THE SONIC BOOMER
I’m currently in the living room of our Missouri home while my husband Mark is currently in the “living room” of our Florida home, the S.S. Marrilee. It’s a cold day in Florida — 53 degrees — but not as cold as it is here — 28 degrees. Yet we are both happy as clams. Through careful research, I realized I don’t feel cold until it’s 23 degrees. At 23, I put on a jacket. Because what I do dislike about winter is bulky clothing. I learned that growing up in Wisconsin.
Also through careful research, Mark realized he feels cold at 71 degrees and, at 71, will put on three shirts, a jacket, two pairs of socks, wool gloves and his snowshoes (just in case he has to walk to the mailbox or something). What he dislikes about winter is everything. He learned that growing up in Georgia.
Today, I learned that the two states do have something in common — storm preparation. In Florida, an advancing hurricane is referred to as “having some weather” by local weathermen who are sworn-in with a vow to say only the words “clear and sunny” for their entire careers. If an actual hurricane targets their viewing audience, they whip themselves into a froth of excitement matched only by overly theatrical WWE fighters. Easily instigated, people rush to the stores for supplies before the power goes out.
This morning, I accidentally went to the store for dish soap. There were no carts. The checkout lines extended down the aisles. People wore rabid looks. I realized that Missouri weathermen must have predicted “some weather” of their own. I pressed the little cloud app on my phone. Yup. Weather was definitely predicted.
I wondered what fear-motivated Missourians would buy in the face of a storm? Certainly not generators and water. They had fireplaces and, soon, plenty of snow to melt. I peeked into a few shopping carts and then glanced at the empty grocery store shelves. What was missing? What was the big thing Americans both north and south could not face adversity without?
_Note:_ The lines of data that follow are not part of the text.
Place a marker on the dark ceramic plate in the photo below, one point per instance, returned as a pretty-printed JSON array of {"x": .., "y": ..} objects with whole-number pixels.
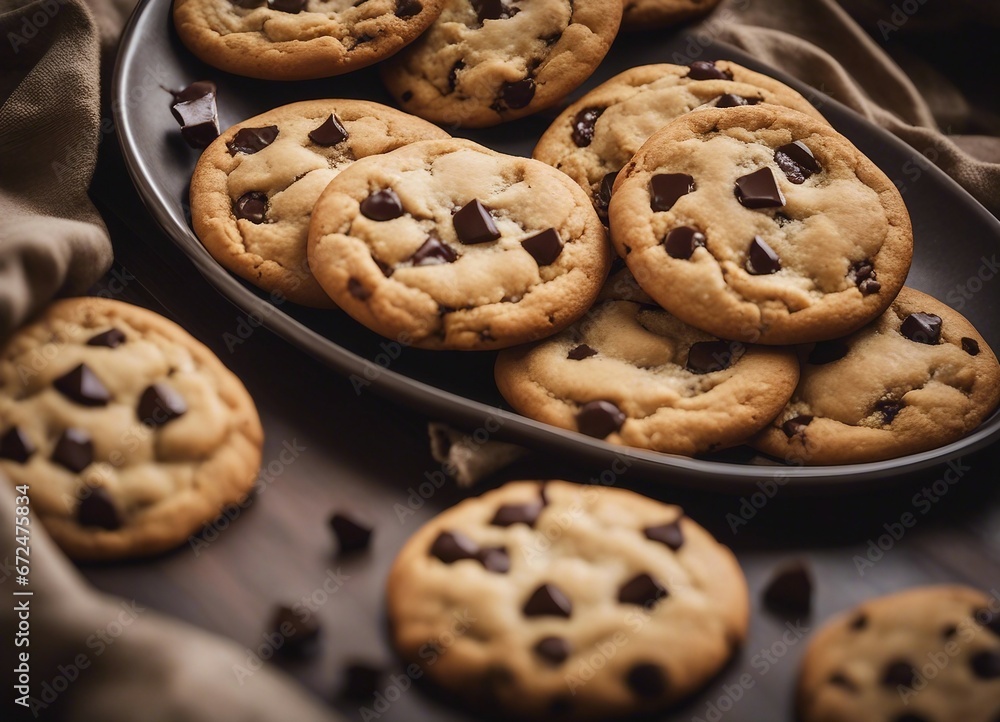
[{"x": 955, "y": 239}]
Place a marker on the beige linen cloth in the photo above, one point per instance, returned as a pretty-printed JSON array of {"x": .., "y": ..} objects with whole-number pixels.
[{"x": 52, "y": 242}]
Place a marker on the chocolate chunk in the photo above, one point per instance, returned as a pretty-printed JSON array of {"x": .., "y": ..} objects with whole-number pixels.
[
  {"x": 647, "y": 680},
  {"x": 922, "y": 328},
  {"x": 641, "y": 590},
  {"x": 518, "y": 94},
  {"x": 74, "y": 450},
  {"x": 666, "y": 188},
  {"x": 578, "y": 353},
  {"x": 357, "y": 289},
  {"x": 789, "y": 593},
  {"x": 553, "y": 650},
  {"x": 705, "y": 357},
  {"x": 195, "y": 109},
  {"x": 669, "y": 534},
  {"x": 681, "y": 242},
  {"x": 98, "y": 509},
  {"x": 729, "y": 100},
  {"x": 603, "y": 198},
  {"x": 83, "y": 387},
  {"x": 986, "y": 665},
  {"x": 160, "y": 404},
  {"x": 432, "y": 252},
  {"x": 474, "y": 224},
  {"x": 888, "y": 408},
  {"x": 544, "y": 247},
  {"x": 296, "y": 629},
  {"x": 287, "y": 6},
  {"x": 510, "y": 514},
  {"x": 453, "y": 546},
  {"x": 112, "y": 338},
  {"x": 548, "y": 601},
  {"x": 16, "y": 446},
  {"x": 408, "y": 8},
  {"x": 361, "y": 681},
  {"x": 704, "y": 70},
  {"x": 898, "y": 673},
  {"x": 251, "y": 206},
  {"x": 825, "y": 352},
  {"x": 252, "y": 140},
  {"x": 759, "y": 190},
  {"x": 583, "y": 126},
  {"x": 797, "y": 161},
  {"x": 761, "y": 258},
  {"x": 796, "y": 425},
  {"x": 383, "y": 205},
  {"x": 352, "y": 534},
  {"x": 599, "y": 418},
  {"x": 329, "y": 132}
]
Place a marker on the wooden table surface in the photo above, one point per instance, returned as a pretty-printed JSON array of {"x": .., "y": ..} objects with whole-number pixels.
[{"x": 366, "y": 453}]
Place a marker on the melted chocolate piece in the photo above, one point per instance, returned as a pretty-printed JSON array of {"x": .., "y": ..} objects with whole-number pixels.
[
  {"x": 544, "y": 247},
  {"x": 666, "y": 188},
  {"x": 474, "y": 224},
  {"x": 330, "y": 132},
  {"x": 82, "y": 386},
  {"x": 599, "y": 418},
  {"x": 681, "y": 242},
  {"x": 252, "y": 140},
  {"x": 759, "y": 190},
  {"x": 583, "y": 126},
  {"x": 383, "y": 205}
]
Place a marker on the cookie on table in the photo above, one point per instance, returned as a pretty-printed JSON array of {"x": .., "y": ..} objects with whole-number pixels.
[
  {"x": 917, "y": 378},
  {"x": 928, "y": 654},
  {"x": 650, "y": 14},
  {"x": 633, "y": 374},
  {"x": 553, "y": 600},
  {"x": 446, "y": 244},
  {"x": 299, "y": 39},
  {"x": 130, "y": 433},
  {"x": 484, "y": 62},
  {"x": 254, "y": 188},
  {"x": 597, "y": 135},
  {"x": 761, "y": 224}
]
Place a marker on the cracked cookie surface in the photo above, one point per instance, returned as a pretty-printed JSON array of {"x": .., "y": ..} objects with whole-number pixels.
[
  {"x": 928, "y": 654},
  {"x": 254, "y": 188},
  {"x": 450, "y": 245},
  {"x": 507, "y": 598},
  {"x": 597, "y": 135},
  {"x": 299, "y": 39},
  {"x": 633, "y": 374},
  {"x": 130, "y": 432},
  {"x": 484, "y": 62},
  {"x": 918, "y": 377},
  {"x": 761, "y": 224}
]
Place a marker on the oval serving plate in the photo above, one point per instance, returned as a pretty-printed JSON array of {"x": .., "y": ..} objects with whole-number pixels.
[{"x": 955, "y": 241}]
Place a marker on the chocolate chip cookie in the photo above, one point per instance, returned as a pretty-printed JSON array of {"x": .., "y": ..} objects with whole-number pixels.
[
  {"x": 597, "y": 135},
  {"x": 649, "y": 14},
  {"x": 929, "y": 654},
  {"x": 633, "y": 374},
  {"x": 917, "y": 378},
  {"x": 130, "y": 433},
  {"x": 445, "y": 244},
  {"x": 299, "y": 39},
  {"x": 484, "y": 62},
  {"x": 556, "y": 600},
  {"x": 254, "y": 188},
  {"x": 761, "y": 224}
]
And here it is, folks — potato chips. Every cart was piled high with bags and tubes with nary a chip to be found on the shelves. I remembered this phenomenon from my 39 years in South Florida. There’d be a little bottled water still available for purchase, but the potato chips were long gone, even the expensive ones. Money was no object at a time like this. The prevailing sentiment seemed to be, “I may go down, but I’ll go down with cheesy orange fingers.” The chip aisle was bare.
Nearly as bare was the aisle that held cleaning products. This was new to me. I guess that being snowed in is as good a time as any for Missourians to clean house. Or maybe it’s an after-holiday thing. Or both.
At any rate, I soon fell prey to the mob mentality, seeking out misplaced bags of snacks from other aisles and even scoping out the deli for small “accompaniment” bags of chips. I’d take what I could get.